There are a number of bottom feeding foreclosure defense attorneys who will take your money and do absolutely nothing for you, while assuring you that there is some hope of recovering your house when there is no such hope.

Similarly, the Internet is absolutely crawling with scam artists and swindlers who are promoting various debt elimination scams. These will also give you false hope that you can recover your home or some money. But all these criminals are doing is using false hope as a pretext to defraud you.

Many of these scam artists advertise here at MS Fraud or have shills who are paid to troll the Forum looking for new victims. These shills can earn a finders fee of $250 to $2,000 for bringing new marks to the swindlers when the swindlers are successful in defrauding people like you. The site administrator also gets a cut to delete posts like this one.

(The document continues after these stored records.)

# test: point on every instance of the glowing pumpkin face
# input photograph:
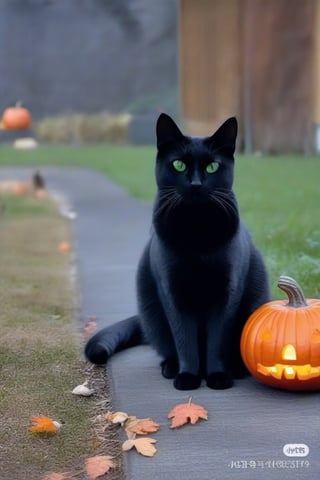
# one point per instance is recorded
(280, 342)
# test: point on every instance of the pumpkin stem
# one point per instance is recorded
(293, 290)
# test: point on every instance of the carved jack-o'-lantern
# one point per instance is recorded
(280, 343)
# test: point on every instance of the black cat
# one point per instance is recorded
(200, 276)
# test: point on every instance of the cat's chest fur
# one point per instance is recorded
(195, 282)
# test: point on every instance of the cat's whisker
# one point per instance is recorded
(223, 200)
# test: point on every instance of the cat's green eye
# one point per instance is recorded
(212, 167)
(179, 165)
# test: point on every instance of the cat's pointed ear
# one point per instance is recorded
(226, 135)
(167, 130)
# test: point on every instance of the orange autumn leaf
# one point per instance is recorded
(90, 327)
(44, 425)
(141, 426)
(144, 446)
(56, 476)
(187, 412)
(98, 466)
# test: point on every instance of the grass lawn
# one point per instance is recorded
(279, 198)
(40, 346)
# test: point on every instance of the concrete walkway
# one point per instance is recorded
(248, 425)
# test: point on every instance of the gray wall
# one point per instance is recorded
(87, 55)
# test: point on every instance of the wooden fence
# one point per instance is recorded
(256, 59)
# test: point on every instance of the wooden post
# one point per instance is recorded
(316, 111)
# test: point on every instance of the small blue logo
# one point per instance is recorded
(296, 450)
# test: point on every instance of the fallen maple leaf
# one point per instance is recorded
(144, 446)
(118, 417)
(83, 390)
(186, 412)
(56, 476)
(99, 465)
(44, 425)
(90, 327)
(141, 426)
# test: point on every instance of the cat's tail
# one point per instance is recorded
(112, 339)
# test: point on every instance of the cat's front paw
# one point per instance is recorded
(219, 380)
(169, 368)
(187, 381)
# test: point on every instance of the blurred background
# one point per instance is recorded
(84, 67)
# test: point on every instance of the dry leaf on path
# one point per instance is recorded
(141, 426)
(118, 417)
(144, 446)
(44, 425)
(56, 476)
(83, 390)
(99, 465)
(187, 412)
(90, 327)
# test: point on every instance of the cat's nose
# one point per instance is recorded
(196, 183)
(196, 180)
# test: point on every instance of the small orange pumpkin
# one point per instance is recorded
(64, 247)
(280, 343)
(16, 118)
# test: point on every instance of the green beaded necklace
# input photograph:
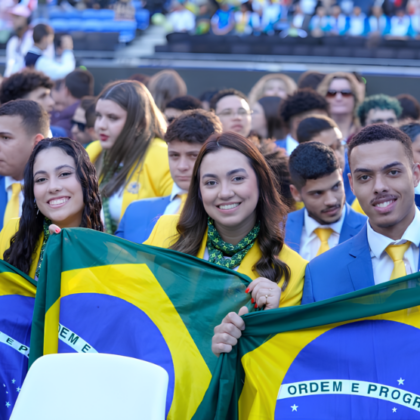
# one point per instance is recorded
(218, 248)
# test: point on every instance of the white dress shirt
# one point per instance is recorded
(382, 263)
(8, 181)
(310, 243)
(175, 200)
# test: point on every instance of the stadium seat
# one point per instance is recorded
(362, 52)
(102, 41)
(92, 25)
(59, 25)
(406, 54)
(142, 19)
(385, 53)
(79, 40)
(341, 51)
(92, 386)
(74, 24)
(282, 50)
(106, 14)
(58, 13)
(90, 14)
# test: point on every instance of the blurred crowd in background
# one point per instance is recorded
(394, 18)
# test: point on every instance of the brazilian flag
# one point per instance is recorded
(103, 294)
(353, 357)
(17, 299)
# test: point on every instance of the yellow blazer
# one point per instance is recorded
(357, 207)
(165, 234)
(151, 179)
(8, 232)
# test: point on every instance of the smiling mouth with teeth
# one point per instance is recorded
(228, 206)
(385, 204)
(60, 201)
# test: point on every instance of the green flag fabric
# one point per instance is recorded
(353, 357)
(107, 295)
(17, 298)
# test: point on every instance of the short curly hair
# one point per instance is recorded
(381, 132)
(311, 160)
(303, 100)
(380, 101)
(194, 126)
(18, 85)
(226, 92)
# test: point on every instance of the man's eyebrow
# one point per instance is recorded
(384, 168)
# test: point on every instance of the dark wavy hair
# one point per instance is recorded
(271, 211)
(24, 242)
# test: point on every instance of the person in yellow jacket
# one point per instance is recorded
(131, 157)
(234, 217)
(61, 191)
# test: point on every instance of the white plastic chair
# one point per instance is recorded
(92, 387)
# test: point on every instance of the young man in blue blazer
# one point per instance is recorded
(383, 177)
(23, 123)
(185, 136)
(326, 220)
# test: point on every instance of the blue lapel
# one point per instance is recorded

Nothing you posted suggests that you have a prayer in hell of recovering even $1. Various claims of fraud in the foreclosure process (even if true) were all WAIVED when you failed to appear and answer the suit, allowing a default to be taken against you. The rules in every state provide for so-called "mandatory counterclaims" and provide that if you fail to make your counterclaims in the same action brought by the plaintiff, these are forever waived.

If you want to persist, I know of a number of scam artists and swindlers who will take your money. They would even pay me to refer you. But you are far better off keeping your money and moving on.

Sure, you were defrauded and swindled. You can choose to be defrauded against by people who pretend to help you. Or you can decide that you don't want to be a victim any more. This site and this Forum now exist for the sole purpose of helping you become a professional and permanent victim, by showing you many new ways to get defrauded. So you can either choose to become a professional victim or you can decide that you don't want to be a victim any more.

If someone from this site contacts you and offers to help (usually referring you to one of the scam artists and swindlers), be sure to obtain enough information to refer this person for criminal prosecution! Best of luck to you!
Quote 0 0
PeterK
By the way, the argument that the same cause of action is already pending in another court is an affirmative defense which must be expressly pleaded or it is waived. This is not the kind of defect that would ever render a judgment void unless the new final order or judgment purported to alter or vacate the original judgment by another different court.

You would have been required to expressly plead and prove the pendency of the other action as an affirmative defense in the case in which you defaulted. By defaulting, you waived this defense and it is now totally irrelevant.